Content Extraction at Scale: Building a Pipeline That Processes 100+ Sources
DevTrends started as a side project to track developer news. I figured I'd scrape a few RSS feeds and call it done. Six months later, it processes 120+ sources, extracts content from thousands of arti
Content Extraction at Scale: Building a Pipeline That Processes 100+ Sources
DevTrends started as a side project to track developer news. I figured I'd scrape a few RSS feeds and call it done. Six months later, it processes 120+ sources, extracts content from thousands of articles a week, and has a deduplication pipeline that catches the same article published across multiple outlets.
The architecture evolved out of necessity. Here's what I ended up with.
The Source Problem
Developer content comes from everywhere: RSS feeds, Atom feeds, JSON APIs, newsletters, Twitter/X accounts, Reddit, Hacker News. Each source has its own format, its own quirks, and its own failure modes.
The naive approach is a big switch statement:
// Don't do this
foreach ($sources as $source) {
match ($source->type) {
'rss' => $this->fetchRss($source),
'atom' => $this->fetchAtom($source),
'api' => $this->fetchApi($source),
'reddit' => $this->fetchReddit($source),
// ... 10 more types
};
}
This doesn't scale. Each source type has different authentication, rate limiting, pagination, and error handling. You end up with a god class that knows about everything.
The Fetcher Pattern
Instead, each source type gets its own fetcher class that implements a common interface:
interface ContentFetcher
{
/** @return Collection<ContentItem> */
public function fetch(Source $source): Collection;
public function supports(Source $source): bool;
}
class RssFetcher implements ContentFetcher
{
public function __construct(
private HttpClient $http,
private RssParser $parser,
) {}
public function fetch(Source $source): Collection
{
$response = $this->http->get($source->url, [
'timeout' => 30,
'headers' => $source->auth_headers ?? [],
]);
return $this->parser->parse($response->body())

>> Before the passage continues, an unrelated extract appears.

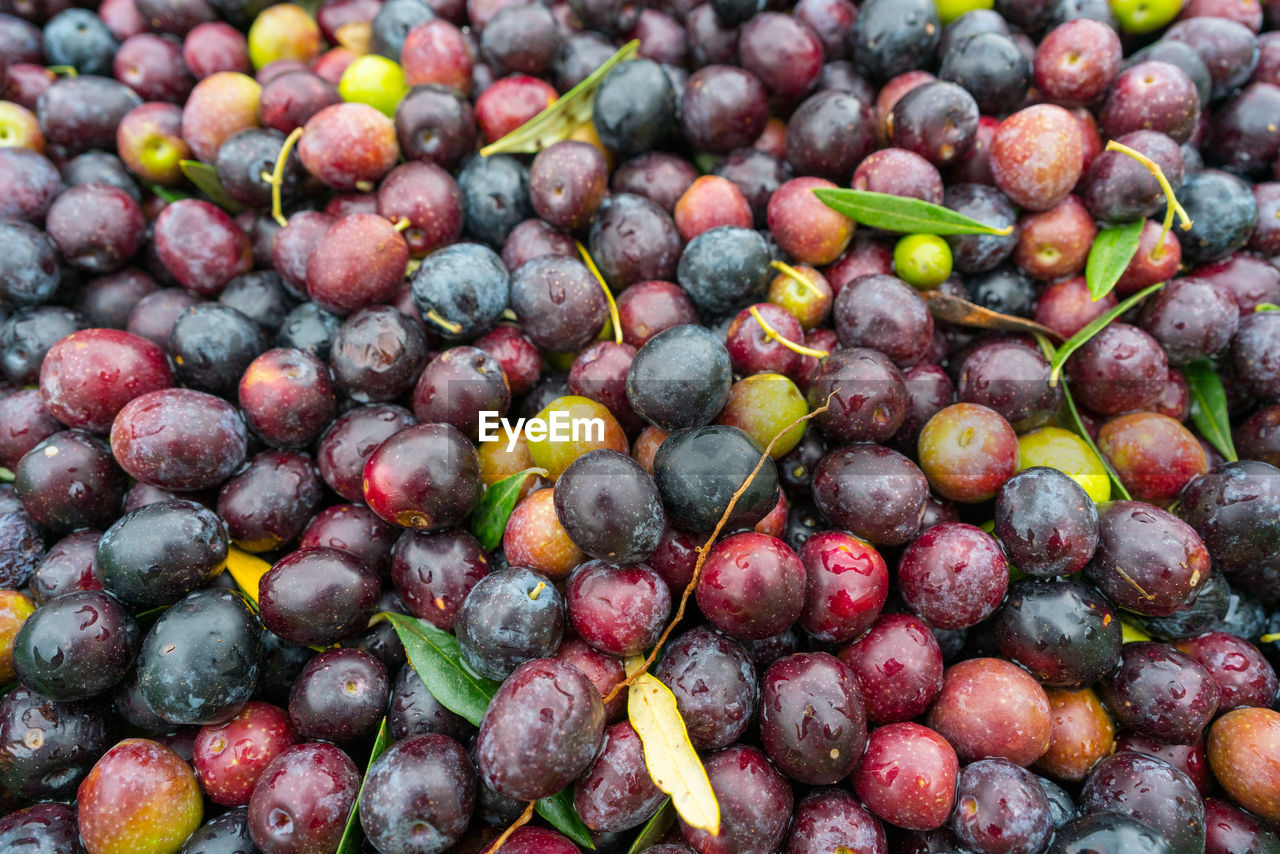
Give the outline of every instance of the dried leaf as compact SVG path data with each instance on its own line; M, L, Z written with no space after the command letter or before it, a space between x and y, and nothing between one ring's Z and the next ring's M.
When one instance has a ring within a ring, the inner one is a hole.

->map(fn (array $item) => new ContentItem(
sourceId: $source->id,
url: $item['link'],
title: $item['title'],
content: $item['description'] ?? '',
publishedAt: Carbon::parse($item['pubDate']),
metadata: $item,
));
}
public function supports(Source $source): bool
{
return $source->type === SourceType::Rss;
}
}
class HackerNewsFetcher implements ContentFetcher
{
public function fetch(Source $source): Collection
{
$stories = $this->http
->get('https://hacker-news.firebaseio.com/v0/topstories.json')
->json();
return collect(array_slice($stories, 0, 30))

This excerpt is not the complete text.